Have you ever a googled “customer service, recession”? If so, you know that there’s an old-fashioned truism which is getting more airtime these days…one which can have a measurable effect on your bottom line, profitability, and longevity.

What is this winning adage? Customer service matters.

Treating your customers well takes many forms: responding quickly to their needs, speaking politely to them no matter how you’re feeling, being friendly and accommodating when they have a special request …these simple steps create raving fans for your business and build for you a reputation for excellence in your industry. With so many businesses clamoring for attention in a crowded field of competitors, those who pay attention to their customers are always going to stand out from the crowd.

And remember that all of your employees have customers, even if they never interact with your paying clients. Everyone has internal customers, ranging from the supervisor who relies on you to complete a task by a specific deadline, or the coworker further down the line who needs you to finish your part of a project before they can begin, or the UPS delivery guy who is waiting for you to pack up a shipment that has to go. Anytime there’s an interaction between two people, customer service is involved.

Whether they serve external clients, internal customers, or some combination of the two, it’s critical that your staff learn how to serve customers. So, what can you do if some members of your staff are still struggling with how to provide outstanding customer service?
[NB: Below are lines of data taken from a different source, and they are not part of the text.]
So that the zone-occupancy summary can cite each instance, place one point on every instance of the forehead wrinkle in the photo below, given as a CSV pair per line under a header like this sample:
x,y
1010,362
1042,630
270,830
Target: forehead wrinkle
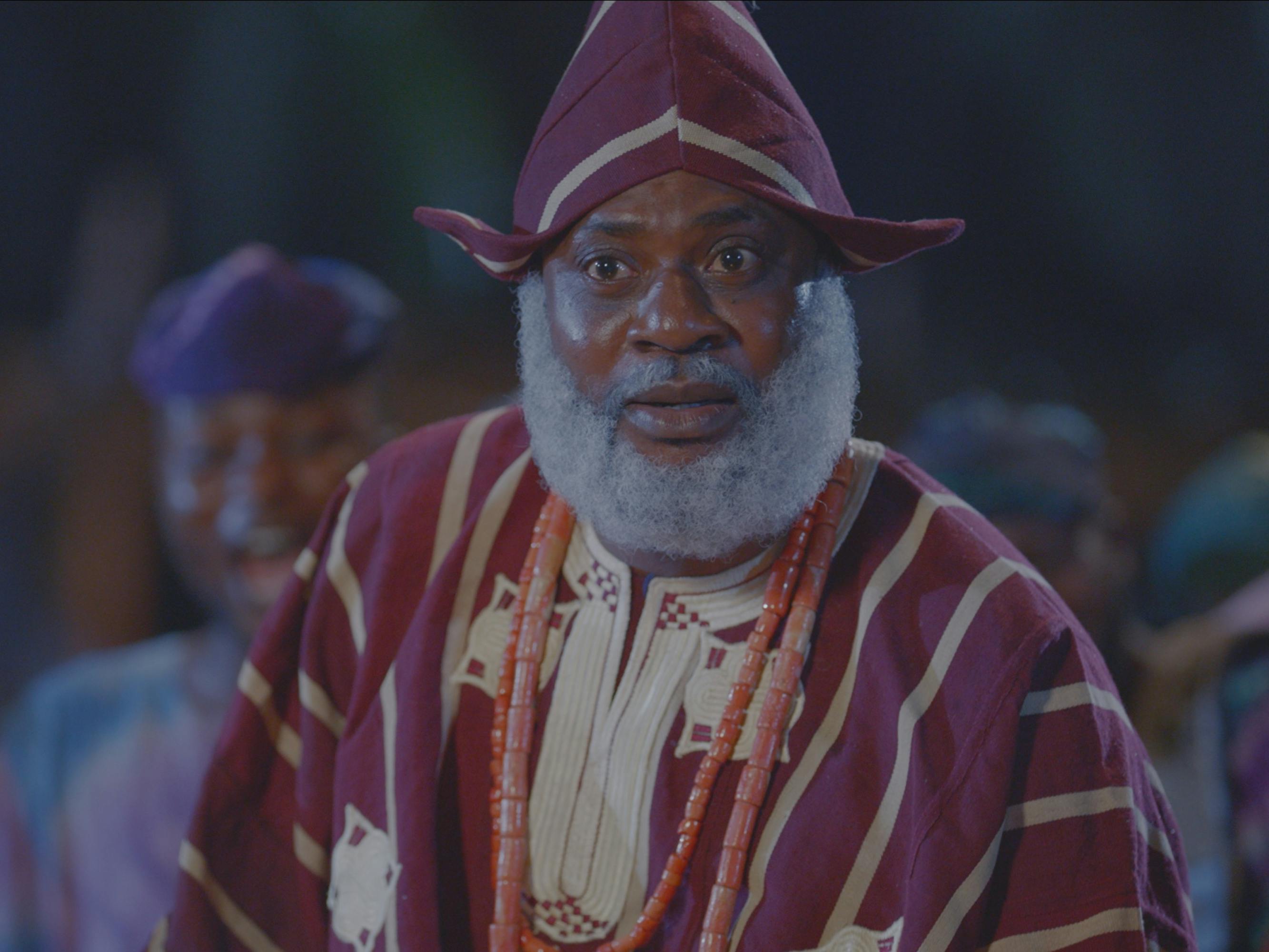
x,y
626,227
727,215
Here are a few quick tips to help bring home the message:

  • Act like a client If there’s one surefire way to show a staffer what serving customers is all about, put them in a position to serve one: you. By that, I don’t mean to be a belligerent screamer who kvetches about silly things; rather, ask those put-me-on-the-spot questions clients ask of you.

For instance, if one of your staff misses a deadline, ask them why it’s late and why they didn’t let you know in advance that they were going to miss the deadline. Finally, ask what they’re going to do to fix the problem. In the past, I’ve only needed to engage in this practice a few times before the message sank in.

  • Introduce your staff to some of your clients. Granted, this tip isn’t always practical, but I’ve sometimes found it helpful for production staff to be face-to-face with the client so they get to know the person behind the name. Knowing who they’re accountable to can help some folks deliver better customer service in the form of on-time, on-budget work. And in those interactions, your staff get to see how you act with clients and learn about the challenges you encounter as the outside face of your business.
  • Reward for great customer service acts. Rewards don’t need to be as extravagant as an all-expenses paid vacation, but a personal atta-boy (“nice job handling that customer whose shipment was late!”), recognition during a company meeting (“I’d like to thank Sally for continuing to manage all the business we’re getting from ABC Widgets. Way to go, Sally!”), or even a small gift card can go a long way toward demonstrating how much you value that part of your staff’s job.

Regardless of the size of your company, each staffer’s ability to provide outstanding customer service will better enable you to withstand the rigors of a challenging economy, improve your staff’s depth of experience and overall performance, and solidify the relationships with your internal and external clients.